In my new, shiny clean kitchen I now have plenty of clear space to do a big batch of baking to accompany my new teas. I am in the mood for innovation, and I am wondering what new exciting ingredient to add to my rock cakes along with the Scottish oatmeal (kindly donated by the sackful, as you may or may not know by Linda, Deputy Head Prefect and chief knitter for the Rubble Club, from the Scottish land of Kilmarnoch). My quest led me no further than to the desk drawer of Grandad Gray, my computer clerk, who likes his medicinal sweets. He has developed a taste for a strange health tonic sweet known as ’sherbert dips’ which have a useful little black stick of liquorice stuffed in the end, to help scoop the health-giving sherbert into his mouth. He buys them by the dozen in springtime, (I suspect it is to counteract the aching joints afflicting the elderly when suffering from the spring fever), so he never noticed when I popped one into my basket in the name of research. I, ever keen to improve the diet of my pet rocks (and their owners), by way of random experiment, have chopped up the liquorice stick so it looks like delicious black gravel and sprinkled it along with the fizzy sherbert into my baking mix. Now wait, I know they taste shocking, and not at all as delicious as my usuals, Rubblers, but if we could only acquire the taste for them by patient, devoted practice, think how healthy we would be!
And now a question for you, Rubble Clubbers. Would you swap your pet rocks for a pet donkey? One of the pigeons on the Blackpool Promenade asked me that question when he caught me smiling fondly at a donkey enjoying his mid morning carrot on the beach. Although they are lovely and stinky, love my rock cakes and give me free rides all the time, I would not have room for one in my parlour, what would I do with all that poo and where would I find all those carrots? No, pet rocks take some beating as the perfect pets. Even when I have hundreds of them all over the house, they are no trouble at all, bring endless good luck, (do not need a great big field to live in) and give me unquestioning devotion at all times.
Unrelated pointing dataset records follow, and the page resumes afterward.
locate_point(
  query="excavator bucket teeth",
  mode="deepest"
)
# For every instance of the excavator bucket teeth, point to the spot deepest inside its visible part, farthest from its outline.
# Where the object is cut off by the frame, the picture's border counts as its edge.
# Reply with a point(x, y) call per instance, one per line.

What more could anyone ask?So, Rubble Clubbers, if you find yourself tempted to buy yourself a pet donkey, ask yourself if you would not be better off with a nice new pet rock, and a trip to Blackpool with a bag of carrots. There’s always a donkey here that you can borrow and sniff in exchange for a bag of carrots, and when you have done that there are hundreds of trouble-free pet rocks waiting to be adopted at the Magic Wand Factory Shop on Dickson Road, Blackpool. You will thank me later for my good sense.